Based on its analysis of our nation’s consumption of silicon wafers and its telecommunication of bits and bytes, the firm is forecasting a slowdown from the current period of improved growth. That in turn could mean more quantitative easing from the Fed and, as a result, a weaker dollar.

For now, the minutes from the Federal Open Market Committee’s March 13 meeting, released at 2:00 p.m. EDT Tuesday, have given the dollar a lift, partly because it included modest upward revisions to the Fed’s gross domestic product growth forecasts. But there was still plenty of material in that write-up suggesting that the doves on the committee remain a force. And Fed Chairman Bernanke and others have left it crystal clear that if U.S. economic data were to weaken considerably, more QE would be forthcoming. As with past policy moves of this nature, the dollar would likely weaken on that.

According to SouthBay Research and its founder Andrew Zatlin, weakness in the most recent semiconductor data point to the kind of problems that might trigger more QE, not now but toward year-end. That could suggest that retailers foresee a weak 2012 holiday season for computer products, or that businesses are reluctant to invest in computing due to concerns about the longer term economic outlook .

The reason: there is a six-month lag between orders for semiconductors and their actual delivery time.

April is when global supply chains begin gearing up for sales for the fourth quarter. And with the first quarter over, semiconductor conditions have been gloomy and worse than expected. There has been no pickup in inventory, minimal increases in shipments and weak demand across multiple sectors, says SouthBay, whose own index for semiconductors continues to signal little willingness among investors to boost inventories.

This is not a good signal for business investment, a key component of GDP. And it coincides with a February factory orders report released Tuesday, whose weakness implied declining corporate investment and a challenge to GDP growth, according to Steve Ricchiuto, chief economist of Mizuho USA.

The head winds of ongoing public sector weakness, limited household spending growth and trade imbalances are all contributing to what is seen by businesses as a global growth slowdown. And, as a result, it seems they’re not investing in computers–despite the improvement that the U.S. economy has seen in recent months.

SouthBay Research, founded in 2009, claims to have one of the lowest forecasting mean error rates for predicting job trends. The company mines the Internet for data points using proprietary algorithms that extract high frequency real-time data points from 45 major metro areas.

The good news, if you can see it that way, is that the firm’s data don’t suggest immediate US economic weakness.
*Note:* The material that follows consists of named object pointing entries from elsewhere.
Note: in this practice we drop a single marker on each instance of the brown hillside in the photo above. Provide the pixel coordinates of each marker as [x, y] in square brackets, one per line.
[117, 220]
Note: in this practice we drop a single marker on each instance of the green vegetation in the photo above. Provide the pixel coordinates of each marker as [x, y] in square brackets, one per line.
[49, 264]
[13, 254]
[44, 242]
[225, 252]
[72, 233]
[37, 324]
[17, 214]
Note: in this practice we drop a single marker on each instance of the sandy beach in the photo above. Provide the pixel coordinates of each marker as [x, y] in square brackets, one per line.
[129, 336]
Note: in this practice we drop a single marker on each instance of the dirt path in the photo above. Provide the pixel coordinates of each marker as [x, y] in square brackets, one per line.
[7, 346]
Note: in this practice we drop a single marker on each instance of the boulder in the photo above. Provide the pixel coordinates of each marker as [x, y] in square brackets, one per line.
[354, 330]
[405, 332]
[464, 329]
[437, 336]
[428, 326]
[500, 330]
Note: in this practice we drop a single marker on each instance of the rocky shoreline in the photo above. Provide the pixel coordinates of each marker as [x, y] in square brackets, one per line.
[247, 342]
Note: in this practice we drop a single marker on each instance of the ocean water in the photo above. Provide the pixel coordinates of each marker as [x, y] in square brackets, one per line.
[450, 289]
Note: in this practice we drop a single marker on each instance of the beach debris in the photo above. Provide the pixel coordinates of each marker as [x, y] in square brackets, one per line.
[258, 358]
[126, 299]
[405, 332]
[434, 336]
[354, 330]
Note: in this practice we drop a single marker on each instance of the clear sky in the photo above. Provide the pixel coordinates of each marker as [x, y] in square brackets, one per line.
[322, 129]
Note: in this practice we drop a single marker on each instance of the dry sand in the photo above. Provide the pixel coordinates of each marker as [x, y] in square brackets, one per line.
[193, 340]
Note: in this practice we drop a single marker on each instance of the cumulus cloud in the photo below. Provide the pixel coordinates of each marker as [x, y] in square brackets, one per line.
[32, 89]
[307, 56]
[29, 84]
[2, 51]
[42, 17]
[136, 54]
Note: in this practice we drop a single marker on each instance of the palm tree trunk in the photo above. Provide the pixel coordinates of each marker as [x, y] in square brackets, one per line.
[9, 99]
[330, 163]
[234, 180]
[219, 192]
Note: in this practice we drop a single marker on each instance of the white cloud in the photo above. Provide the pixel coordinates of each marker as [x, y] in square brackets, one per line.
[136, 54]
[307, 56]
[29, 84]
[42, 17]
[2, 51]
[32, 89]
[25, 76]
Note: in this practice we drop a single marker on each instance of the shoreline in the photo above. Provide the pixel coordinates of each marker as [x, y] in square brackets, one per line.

So there’s likely no need to rush to sell dollars–a heartening thought to those who jumped into the greenback after the FOMC minutes.

There’s a certain consistency between SouthBay’s forecasts and the way I see events in the global economy playing out.

In the first half of the year, in which the dollar will remain well bid, the pressure will remain in Europe, due to austerity measures that are causing European growth to stagnate. After that, however, via both trade and financial transmissions from Europe’s problems, weakness will shift across the Atlantic to U.S. shores as uncertainty over the outcome of the U.S. election grows. There’s a real risk that a divided Congress will fail to reach a compromise that averts a massive wave of growth-killing spending cuts and tax hikes scheduled for the end of this year.

The best bet would be to stay long dollars for now through the second quarter and watch the economic data. When and if it turns, the dollar will go negative with it, as the Fed’s response will likely be swift. Trust me, betting against a central bank can be quite the painful experience.